Summary
Spring Web's UriComponents and UriComponentsBuilder have fundamental design issues that make them non-compliant with RFC 3986 and cause information loss. I'm willing to work on a PR to address these issues, but would like maintainer feedback on:
1. Whether you agree these are issues worth fixing
2. Whether breaking changes are acceptable
3. The preferred approach for fixes
Issue 1: Inappropriate Opaque vs Hierarchical URI Distinction
The Problem
Spring separates URIs internally into OpaqueUriComponents and HierarchicalUriComponents, claiming to follow RFC 3986 (see javadoc references at OpaqueUriComponents.java:38 and HierarchicalUriComponents.java:52). However, this distinction does not exist in RFC 3986.

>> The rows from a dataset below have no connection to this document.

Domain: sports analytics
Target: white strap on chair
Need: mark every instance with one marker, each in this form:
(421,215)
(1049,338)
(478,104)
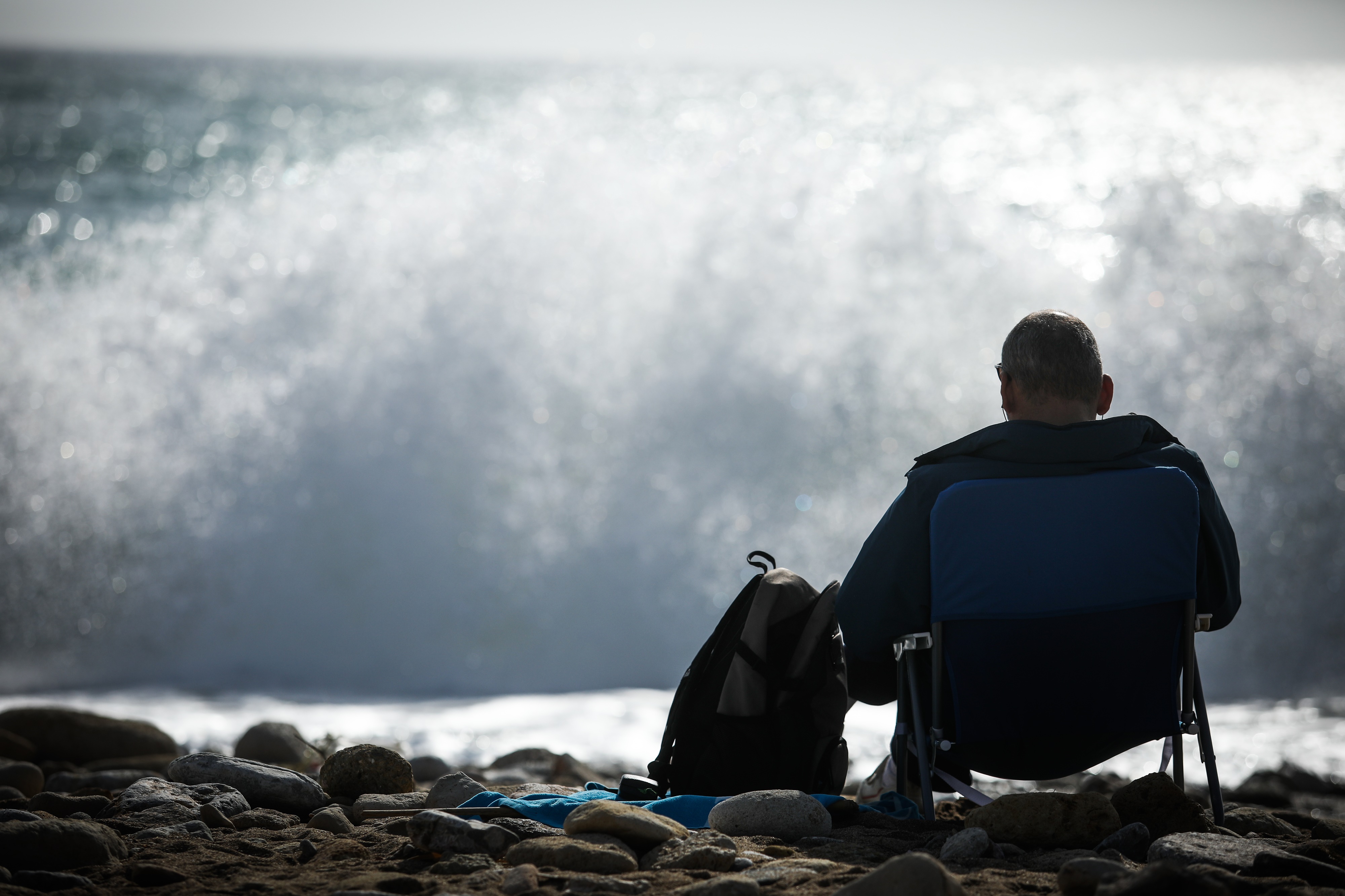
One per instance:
(890,779)
(966,790)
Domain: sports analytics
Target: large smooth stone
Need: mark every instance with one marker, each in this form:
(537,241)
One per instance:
(389,801)
(112,779)
(582,853)
(1234,853)
(165,816)
(1171,879)
(636,825)
(700,849)
(727,886)
(787,814)
(151,793)
(1160,804)
(264,786)
(1330,829)
(520,879)
(266,818)
(1258,821)
(278,744)
(332,820)
(367,769)
(527,828)
(76,736)
(1054,821)
(430,767)
(970,843)
(910,875)
(453,790)
(59,844)
(1130,841)
(24,777)
(440,833)
(60,805)
(1315,872)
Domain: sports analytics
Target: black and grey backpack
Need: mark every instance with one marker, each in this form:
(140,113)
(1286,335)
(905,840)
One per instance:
(763,704)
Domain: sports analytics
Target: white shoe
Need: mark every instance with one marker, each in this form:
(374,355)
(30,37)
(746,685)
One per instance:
(883,781)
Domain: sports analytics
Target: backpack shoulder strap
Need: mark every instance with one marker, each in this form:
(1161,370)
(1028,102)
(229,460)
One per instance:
(730,626)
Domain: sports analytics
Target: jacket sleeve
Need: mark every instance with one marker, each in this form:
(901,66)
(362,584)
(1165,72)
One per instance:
(1218,567)
(886,595)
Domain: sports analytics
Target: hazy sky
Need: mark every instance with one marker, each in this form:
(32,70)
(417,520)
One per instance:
(748,32)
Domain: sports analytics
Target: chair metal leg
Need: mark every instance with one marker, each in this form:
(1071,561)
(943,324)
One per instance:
(922,740)
(899,738)
(1207,751)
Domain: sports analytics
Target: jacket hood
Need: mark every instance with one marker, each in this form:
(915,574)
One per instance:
(1042,443)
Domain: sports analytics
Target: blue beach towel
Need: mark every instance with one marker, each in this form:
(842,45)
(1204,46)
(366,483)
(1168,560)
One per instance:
(688,810)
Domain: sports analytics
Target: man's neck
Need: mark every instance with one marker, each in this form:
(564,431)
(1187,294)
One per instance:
(1058,413)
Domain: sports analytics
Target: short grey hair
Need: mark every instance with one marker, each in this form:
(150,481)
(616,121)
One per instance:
(1052,354)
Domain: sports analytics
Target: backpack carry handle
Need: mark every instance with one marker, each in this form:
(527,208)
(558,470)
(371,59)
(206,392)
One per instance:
(761,566)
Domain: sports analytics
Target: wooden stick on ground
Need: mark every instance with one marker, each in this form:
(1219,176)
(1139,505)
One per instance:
(486,812)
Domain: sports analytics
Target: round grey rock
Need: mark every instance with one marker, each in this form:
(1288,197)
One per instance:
(1234,853)
(430,767)
(59,844)
(24,777)
(453,790)
(388,801)
(1082,876)
(264,786)
(435,832)
(787,814)
(332,820)
(1130,841)
(278,744)
(972,843)
(110,779)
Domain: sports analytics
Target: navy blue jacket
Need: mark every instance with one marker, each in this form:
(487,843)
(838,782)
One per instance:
(887,593)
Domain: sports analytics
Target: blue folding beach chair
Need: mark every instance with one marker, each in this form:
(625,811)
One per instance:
(1063,619)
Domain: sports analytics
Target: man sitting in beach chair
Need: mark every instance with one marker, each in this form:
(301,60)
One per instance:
(1062,520)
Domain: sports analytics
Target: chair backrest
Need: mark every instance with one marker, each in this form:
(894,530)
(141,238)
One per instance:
(1062,602)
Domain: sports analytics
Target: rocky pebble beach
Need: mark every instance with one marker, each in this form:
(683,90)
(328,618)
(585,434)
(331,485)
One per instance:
(95,805)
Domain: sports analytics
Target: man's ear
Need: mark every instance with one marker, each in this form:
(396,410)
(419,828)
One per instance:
(1105,396)
(1008,395)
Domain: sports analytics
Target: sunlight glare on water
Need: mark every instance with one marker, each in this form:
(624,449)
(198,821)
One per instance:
(484,378)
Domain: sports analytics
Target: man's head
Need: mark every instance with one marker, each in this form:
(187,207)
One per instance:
(1051,370)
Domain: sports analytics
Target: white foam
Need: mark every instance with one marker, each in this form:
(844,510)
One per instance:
(623,727)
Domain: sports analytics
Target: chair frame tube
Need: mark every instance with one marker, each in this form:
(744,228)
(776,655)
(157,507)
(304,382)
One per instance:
(1195,718)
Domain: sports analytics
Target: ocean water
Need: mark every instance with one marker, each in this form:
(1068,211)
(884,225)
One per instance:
(431,382)
(621,730)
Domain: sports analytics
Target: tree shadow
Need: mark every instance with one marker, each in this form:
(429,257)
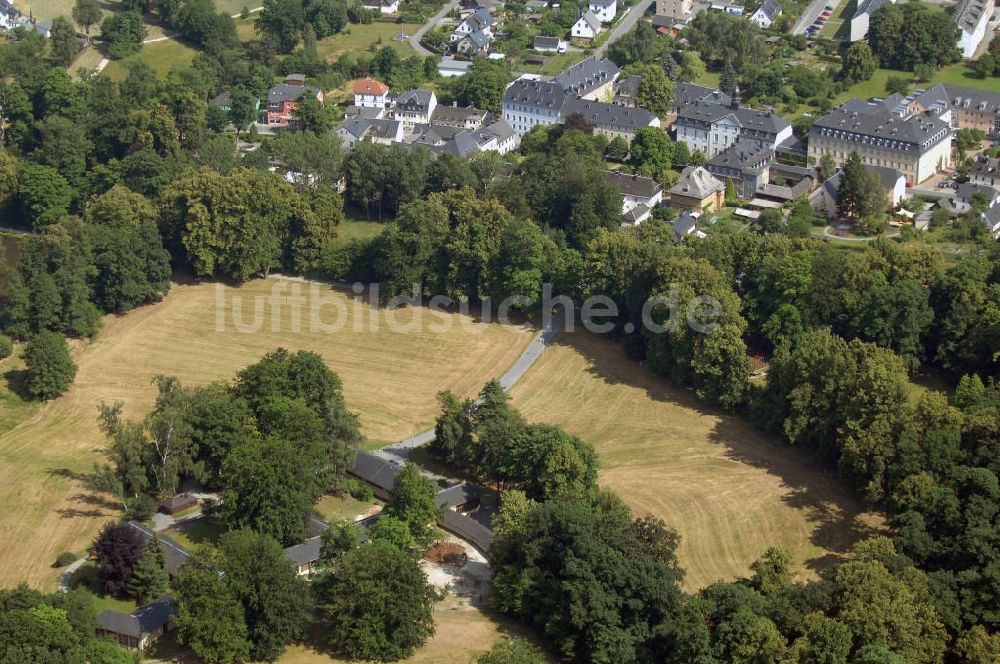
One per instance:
(837,517)
(17,383)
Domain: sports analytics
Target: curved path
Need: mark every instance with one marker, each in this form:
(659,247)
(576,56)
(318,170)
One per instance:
(400,452)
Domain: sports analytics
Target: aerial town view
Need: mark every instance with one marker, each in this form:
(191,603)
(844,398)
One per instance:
(500,331)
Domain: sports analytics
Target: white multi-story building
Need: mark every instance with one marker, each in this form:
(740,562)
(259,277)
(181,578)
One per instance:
(711,127)
(916,145)
(972,16)
(606,10)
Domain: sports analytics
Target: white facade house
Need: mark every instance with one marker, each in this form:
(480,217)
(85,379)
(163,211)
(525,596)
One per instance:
(972,17)
(766,14)
(587,27)
(711,127)
(606,10)
(414,107)
(369,93)
(862,16)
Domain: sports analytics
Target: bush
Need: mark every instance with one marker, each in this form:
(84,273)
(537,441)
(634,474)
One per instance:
(50,371)
(65,558)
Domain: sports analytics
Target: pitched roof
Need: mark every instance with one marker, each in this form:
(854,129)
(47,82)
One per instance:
(591,20)
(369,86)
(601,114)
(286,92)
(415,100)
(745,154)
(869,7)
(144,620)
(632,185)
(696,182)
(857,117)
(587,75)
(968,13)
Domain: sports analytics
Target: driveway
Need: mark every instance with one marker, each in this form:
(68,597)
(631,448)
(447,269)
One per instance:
(812,12)
(635,12)
(434,20)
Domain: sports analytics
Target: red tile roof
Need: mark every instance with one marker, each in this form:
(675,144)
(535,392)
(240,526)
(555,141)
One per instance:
(369,86)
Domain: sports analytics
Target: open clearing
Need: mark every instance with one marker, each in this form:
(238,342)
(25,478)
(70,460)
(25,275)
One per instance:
(728,490)
(390,378)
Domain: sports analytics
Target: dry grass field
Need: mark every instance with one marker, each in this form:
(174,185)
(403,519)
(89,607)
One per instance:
(390,378)
(728,490)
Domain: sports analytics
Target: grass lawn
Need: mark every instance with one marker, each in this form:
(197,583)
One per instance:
(335,508)
(554,63)
(730,491)
(197,531)
(160,56)
(390,377)
(359,37)
(956,74)
(841,18)
(85,580)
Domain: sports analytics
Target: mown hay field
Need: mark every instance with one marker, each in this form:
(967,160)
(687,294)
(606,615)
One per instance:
(390,379)
(728,490)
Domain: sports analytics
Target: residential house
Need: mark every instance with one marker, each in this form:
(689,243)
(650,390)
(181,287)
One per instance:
(450,67)
(961,107)
(766,14)
(138,630)
(825,198)
(697,190)
(711,127)
(472,44)
(478,21)
(370,93)
(589,79)
(917,145)
(972,17)
(677,11)
(383,7)
(626,90)
(639,195)
(991,219)
(686,226)
(967,191)
(746,163)
(383,131)
(463,117)
(414,107)
(862,17)
(606,10)
(10,17)
(548,44)
(587,26)
(610,120)
(283,100)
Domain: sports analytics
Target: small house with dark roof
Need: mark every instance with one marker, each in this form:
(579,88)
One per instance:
(138,630)
(766,14)
(639,195)
(746,163)
(697,190)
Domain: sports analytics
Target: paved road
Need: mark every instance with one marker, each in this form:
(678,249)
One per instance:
(635,12)
(399,452)
(811,12)
(434,20)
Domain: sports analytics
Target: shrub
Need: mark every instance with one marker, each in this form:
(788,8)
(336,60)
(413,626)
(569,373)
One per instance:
(65,558)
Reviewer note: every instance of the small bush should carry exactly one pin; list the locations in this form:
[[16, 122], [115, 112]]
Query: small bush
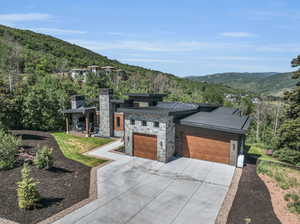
[[287, 155], [28, 196], [264, 168], [9, 145], [43, 158]]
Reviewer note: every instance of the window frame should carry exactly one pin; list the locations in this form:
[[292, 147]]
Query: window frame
[[118, 122]]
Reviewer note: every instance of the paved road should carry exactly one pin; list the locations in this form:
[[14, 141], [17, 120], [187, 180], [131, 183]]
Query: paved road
[[139, 191]]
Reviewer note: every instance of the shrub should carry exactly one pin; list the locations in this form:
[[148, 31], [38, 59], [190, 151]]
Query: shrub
[[287, 155], [43, 158], [9, 145], [28, 196], [264, 168]]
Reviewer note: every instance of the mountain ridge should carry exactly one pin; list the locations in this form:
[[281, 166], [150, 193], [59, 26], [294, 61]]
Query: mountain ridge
[[267, 83], [40, 54]]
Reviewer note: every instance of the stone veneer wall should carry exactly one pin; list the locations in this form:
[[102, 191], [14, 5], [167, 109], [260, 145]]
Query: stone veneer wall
[[119, 134], [106, 114], [165, 137]]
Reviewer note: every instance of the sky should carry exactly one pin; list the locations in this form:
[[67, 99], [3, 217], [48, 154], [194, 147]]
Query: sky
[[182, 37]]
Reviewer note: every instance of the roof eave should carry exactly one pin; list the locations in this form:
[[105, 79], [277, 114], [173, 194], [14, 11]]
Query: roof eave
[[213, 127]]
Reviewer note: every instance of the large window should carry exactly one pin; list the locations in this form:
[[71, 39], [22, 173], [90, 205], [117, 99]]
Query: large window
[[118, 122]]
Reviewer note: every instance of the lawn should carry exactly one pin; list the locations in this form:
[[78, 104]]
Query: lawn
[[258, 150], [65, 184], [284, 184], [73, 147]]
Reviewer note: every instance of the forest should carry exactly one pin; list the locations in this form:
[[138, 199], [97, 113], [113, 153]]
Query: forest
[[35, 87]]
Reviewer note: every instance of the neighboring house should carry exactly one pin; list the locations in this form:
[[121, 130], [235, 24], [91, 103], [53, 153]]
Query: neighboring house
[[160, 130]]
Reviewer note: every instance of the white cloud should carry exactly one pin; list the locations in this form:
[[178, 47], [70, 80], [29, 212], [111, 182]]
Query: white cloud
[[57, 31], [153, 46], [149, 60], [188, 46], [21, 17], [237, 34]]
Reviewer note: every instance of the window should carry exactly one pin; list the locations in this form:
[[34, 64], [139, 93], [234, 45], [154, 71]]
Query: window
[[118, 122]]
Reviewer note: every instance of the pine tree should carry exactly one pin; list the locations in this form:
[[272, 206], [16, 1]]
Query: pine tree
[[28, 195], [289, 137]]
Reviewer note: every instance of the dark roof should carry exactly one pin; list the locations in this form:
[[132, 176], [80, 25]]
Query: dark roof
[[78, 110], [117, 101], [177, 106], [222, 118], [145, 95], [164, 108]]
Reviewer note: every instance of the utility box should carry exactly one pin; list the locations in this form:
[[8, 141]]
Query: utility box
[[240, 162]]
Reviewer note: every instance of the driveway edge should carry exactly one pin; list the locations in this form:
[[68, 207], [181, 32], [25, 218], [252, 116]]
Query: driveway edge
[[92, 196], [228, 201]]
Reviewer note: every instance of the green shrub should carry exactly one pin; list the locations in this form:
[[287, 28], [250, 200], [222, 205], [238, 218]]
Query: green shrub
[[288, 155], [43, 158], [28, 196], [9, 145], [264, 168]]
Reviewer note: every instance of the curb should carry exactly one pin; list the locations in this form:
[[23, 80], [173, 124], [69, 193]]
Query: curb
[[230, 195]]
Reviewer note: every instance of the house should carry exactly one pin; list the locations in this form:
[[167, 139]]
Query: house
[[158, 130]]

What the Specifications Say
RFC 2396 (Obsolete - August 1998): - Explicitly defined "opaque" and "hierarchical" as mutually exclusive URI types - Hierarchical URIs: use "/" to separate components - Opaque URIs: don't use "/" for hierarchical separation
RFC 3986 (Current - January 2005):
- Does not define opaque and hierarchical as distinct URI types (This is also true in WHATWG URL)
- Defines a single generic syntax: URI = scheme ":" hier-part [ "?" query ] [ "#" fragment ]
- Only mentions in passing: "for some URI schemes, the visible hierarchy is limited to the scheme itself: everything after the scheme component delimiter (":") is considered opaque to URI processing" (RFC 3986 Section 1.2.3)
- This is descriptive commentary, not a prescription for two URI classes
Current Implementation Issues
The RfcUriParser at line 394 implements:
private static final Set<String> hierarchicalSchemes = Set.of("ftp", "file", "http", "https", "ws", "wss");
// Later:
this.isOpaque = (this.uri.charAt(this.index) != '/' && !hierarchicalSchemes.contains(this.scheme));
This conflates concepts from different specifications: 1. RFC 3986 is scheme-agnostic and doesn't define opaque/hierarchical distinction 2. The "special schemes" concept (which enables some host normalization) exists in WHATWG URL, not RFC 3986
Consequences
- Conceptual confusion: The distinction doesn't match any single specification
- Functionality loss:
OpaqueUriComponentsreturnsnullfor query, path, host, etc. (see lines 60-92). These previously "opaque URI"s do have path and can have query in RFC 3986 and get completely consistent treatment
Issue 2: Query String Information Loss
The Problem
UriComponents discards the original query string and only stores parsed query parameters (HierarchicalUriComponents.java:110):
private final MultiValueMap<String, String> queryParams;
The getQuery() method reconstructs the query string from parameters (lines 209-236), which causes information loss.
What RFC 3986 Says
Query component syntax (RFC 3986 Section 3.4):
query = *( pchar / "/" / "?" )
The specification states:
"The query component contains non-hierarchical data that, along with data in the path component, serves to identify a resource."
Critically: RFC 3986 does NOT specify x-www-form-urlencoded format or key-value pairs. The query component is intentionally generic. Key-value pairs are just the most common convention, not part of the generic URI syntax.
Consequences
- Information loss: Cannot roundtrip URIs with non-standard query formats
- Order loss: Currently loses entry order (no LinkedListHashMap)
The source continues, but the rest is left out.